Although I tried to concentrate on Mass, I kept thinking of Amaka’s lipstick, wondering what it felt like to run color over your lips. It was even harder to keep my mind on Mass because the priest, who spoke Igbo throughout, did not talk about the gospel during the sermon. Instead he talked about zinc and cement. “You people think I ate the money for the zinc, okwia?” he shouted, gesticulating, pointing accusingly at the congregation. “After all, how many of you give to this church, gbo? How can we build the house if you don’t give? Do you think zinc and cement cost a mere ten kobo?”

Papa wished the priest would talk about something else, something about the birth in the manger, about the shepherds and the guiding star; I knew from the way Papa held his missal too tight, the way he shifted often on the pew. We were sitting in the first pew. An usher wearing a Blessed Virgin Mary medal on her white cotton dress had rushed forward to seat us, telling Papa in loud, urgent whispers that the front pews were reserved for the important people; Chief Umeadi, the only man in Abba whose house was bigger than ours, sat on our left, and His Royal Highness, the Igwe, was on our right. The Igwe came over to shake Papa’s hand during Peace and Love, and he said, “Nno nu, I will stop by later, so we can greet properly.”

After Mass, we accompanied Papa to a fund-raising in the multipurpose hall next to the church building. It was for the priest’s new house. An usher with a scarf tied tight across her forehead passed out pamphlets with pictures of the priest’s old house, uncertain arrows pointing at where the roof leaked, where termites had eaten up the door frames. Papa wrote a check and handed it to the usher, telling her he did not want to make a speech. When the M.C. announced the amount, the priest got up and started to dance, jerking his behind this way and that, and the crowd rose up and cheered so loudly it was like the rumblings of thunder at the end of rainy season.

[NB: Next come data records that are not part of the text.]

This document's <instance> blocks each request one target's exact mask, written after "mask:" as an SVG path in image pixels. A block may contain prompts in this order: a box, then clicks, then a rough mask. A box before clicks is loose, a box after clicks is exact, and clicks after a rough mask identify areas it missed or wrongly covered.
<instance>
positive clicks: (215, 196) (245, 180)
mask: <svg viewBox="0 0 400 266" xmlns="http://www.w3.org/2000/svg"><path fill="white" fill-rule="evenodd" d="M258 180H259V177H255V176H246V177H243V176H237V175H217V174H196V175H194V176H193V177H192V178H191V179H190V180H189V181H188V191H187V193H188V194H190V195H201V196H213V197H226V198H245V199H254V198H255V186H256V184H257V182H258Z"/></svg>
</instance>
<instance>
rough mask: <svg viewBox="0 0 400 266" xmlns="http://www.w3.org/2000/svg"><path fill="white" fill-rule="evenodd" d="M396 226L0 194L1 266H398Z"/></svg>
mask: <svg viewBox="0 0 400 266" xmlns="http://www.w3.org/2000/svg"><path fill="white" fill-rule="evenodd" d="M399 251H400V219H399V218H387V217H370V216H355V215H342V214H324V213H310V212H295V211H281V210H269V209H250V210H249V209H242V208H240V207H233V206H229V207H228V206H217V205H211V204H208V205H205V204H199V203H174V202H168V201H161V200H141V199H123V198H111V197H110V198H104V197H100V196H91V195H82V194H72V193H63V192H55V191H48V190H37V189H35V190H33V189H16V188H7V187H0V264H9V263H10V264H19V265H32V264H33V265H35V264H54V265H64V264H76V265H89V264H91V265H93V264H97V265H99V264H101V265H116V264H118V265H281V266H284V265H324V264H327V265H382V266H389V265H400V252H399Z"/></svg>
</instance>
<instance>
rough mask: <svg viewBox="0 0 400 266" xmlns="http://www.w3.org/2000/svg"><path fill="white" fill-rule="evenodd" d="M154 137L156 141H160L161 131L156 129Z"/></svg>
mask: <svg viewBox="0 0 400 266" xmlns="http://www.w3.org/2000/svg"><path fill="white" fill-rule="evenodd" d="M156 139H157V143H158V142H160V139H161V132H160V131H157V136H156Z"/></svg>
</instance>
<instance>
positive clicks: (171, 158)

“Let’s go,” Papa said, when the M.C. finally moved on to announce a new donation. He led the way out of the hall, smiling and waving at the many hands that reached out to grasp his white tunic as if touching him would heal them of an illness.

When we got home, all the couches and sofas in the living room were full; some people were perched on the side tables. The men and women all rose when Papa came in, and chants of “Omelora!” filled the air. Papa went about shaking hands and hugging and saying “Merry Christmas” and “God bless you.” Somebody had left the door that led to the backyard open, and the blue-gray firewood smoke that hung heavy in the living room blurred the facial features of the guests. I could hear the wives of the umunna, chattering in the backyard, scooping soup and stew from the huge pots on the fire into bowls that would be taken to serve the people.

“Come and greet the wives of our umunna,” Mama said to Jaja and me.

We followed her out to the backyard. The women clapped and hooted when Jaja and I said, “Nno nu.” Welcome.

They all looked alike, in ill-fitting blouses, threadbare wrappers, and scarves tied around their heads. They all had the same wide smile, the same chalk-colored teeth, the same sundried skin the color and texture of groundnut husks.

“Nekene, see the boy that will inherit his father’s riches!” one woman said, hooting even more loudly, her mouth shaped like a narrow tunnel.

“If we did not have the same blood in our veins, I would sell you my daughter,” another said to Jaja. She was squatting near the fire, arranging the firewood underneath the tripod. The others laughed.